What If Windows 98 Had Activation?

Or: Yet Another Reason Why ‘Activation’ Is Bad

There are already loads of articles out there explaining why ‘product activation‘, which made it’s first appearance in a piece of Microsoft software in their release of Windows XP, is a bad thing. Product activation, which you may already have experienced, works by making a ‘fingerprint’ of the unique hardware identifiers of your computer’s makeup. This fingerprint, and your unique serial number, are sent to Microsoft either over the internet or using an automated telephone service, after which Microsoft give you a response code that allows Windows XP to work normally. The theory is that this prevents software piracy – if you allow a friend to use ‘your’ serial number, Microsoft will see that the same serial number is now being used with two different ‘fingerprints’ and will deny your friend access to Windows.

Of course, this also means that if you repeatedly make significant changes to your hardware configuration, or you reformat your hard drive, you have to re-activate, and if you do this ‘too frequently’, you’ll look like a pirate, even if you’re not. The ‘activation’ system has come under fire for many reasons: that the ‘fingerprinting’ process being an invasion of privacy is a popular reason. That it doesn’t actually stop determined pirates, but imposes a great inconvenience on many honest users is another. But I’ve not yet seen an article anywhere that suggests a major issue with the system that I thought of while in the shower this morning:

What If Windows 98 Had Activation?

I have several friends who still use Windows 98. And why not? Apart from the fact that it’s still built on top of MS-DOS, it’s a reasonable and functional operating system. More to the point, it does everything they want out of an operating system, and it’ll serve them for years to come.
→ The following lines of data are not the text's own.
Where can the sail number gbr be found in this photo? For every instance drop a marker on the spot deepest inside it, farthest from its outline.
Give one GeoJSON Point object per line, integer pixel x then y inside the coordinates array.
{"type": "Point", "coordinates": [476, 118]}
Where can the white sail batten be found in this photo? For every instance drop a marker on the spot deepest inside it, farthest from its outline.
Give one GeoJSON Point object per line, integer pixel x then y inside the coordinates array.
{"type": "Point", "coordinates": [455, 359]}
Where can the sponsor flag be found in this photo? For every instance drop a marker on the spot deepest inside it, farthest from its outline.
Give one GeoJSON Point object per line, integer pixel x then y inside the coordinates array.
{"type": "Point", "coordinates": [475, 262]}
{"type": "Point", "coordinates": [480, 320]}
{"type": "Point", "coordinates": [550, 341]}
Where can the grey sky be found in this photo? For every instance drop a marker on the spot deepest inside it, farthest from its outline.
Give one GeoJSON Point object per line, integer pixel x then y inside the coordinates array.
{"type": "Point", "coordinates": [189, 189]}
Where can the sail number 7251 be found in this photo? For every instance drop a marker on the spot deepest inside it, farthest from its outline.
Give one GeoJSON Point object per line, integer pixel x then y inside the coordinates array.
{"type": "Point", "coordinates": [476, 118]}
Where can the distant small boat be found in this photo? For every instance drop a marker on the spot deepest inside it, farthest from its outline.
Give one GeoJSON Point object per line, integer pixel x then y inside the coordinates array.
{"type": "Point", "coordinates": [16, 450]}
Microsoft were originally to discontinue support for Windows 98 on January 16, 2004, but this date has since been extended. But let’s pretend that, like all computer software, this particular version is no longer supported (it’ll happen). What then?

Well – that’s not actually a problem: my friends who use Windows 98 can carry on using it for the rest of their lives. If they have any problems with it, they can’t go whinging to Microsoft, ‘cos Microsoft won’t care (is this that dissimilar to their “supported” products?), but they can use it forever and ever for as much as anybody cares. But here’s the problem: suppose my friend needed to ‘activate’ his Windows 98 installation: what would happen? One day, he installs a new network card and it asks him to re-activate, but the internet activation fails. When he calls up the telephone activation service, he gets a recorded announcement stating that his choice of operating system is no longer supported, and he has to go out and buy a new one (and, probably, a new computer, too – on which to run it).

This is a scary thought. If I set up a Windows 2003 Server today (also requires activation), I want it to still be working in a few years time (upgrades aside). Perhaps I’m using it to deploy a centralised database for my business (I recently came across a business who are still using a thirty-year old piece of hardware to manage their data, running an even older operating system) – with Windows activation: this kind of longevity is no longer an option.

And, of course, the scariest point: what happens if, in the future, Microsoft goes out of business. Do we all have to “throw away” our then-useless (well… I say then-useless) copies of Windows?

It’s all very, very scary.

3 replies to What If Windows 98 Had Activation?

  1. What’s tended to happen with other manufacturers is that end-of-line products receive something along the lines of an authorised keygen. Or, since reverse-engineering is permitted (even by the DMCA) for purposes of interoperability, breaking the authorisation mechanism goes unchallenged.

    Naturally, they’re still bastards for implementing it in the first place. I’m going to be looking at other operating systems when 2000 no longer does what I want — and that’s due to Microsoft’s decision to inconvenience legitimate customers whilst the genuinely malicious walk straight through their security.

    A similar situation is occurring now with various games — the copied version is much more straightforward for users to get working than the copy they bought.

    Sheer fucking stupidity…

  2. Aye – I crack all my activation-based games, and re-route the traffic from all of those that repeatedly do online checks on their validity (even when I’ve bought them legitimately): why should I have to lose gametime and bandwidth just because I have a legal version and not a cracked one.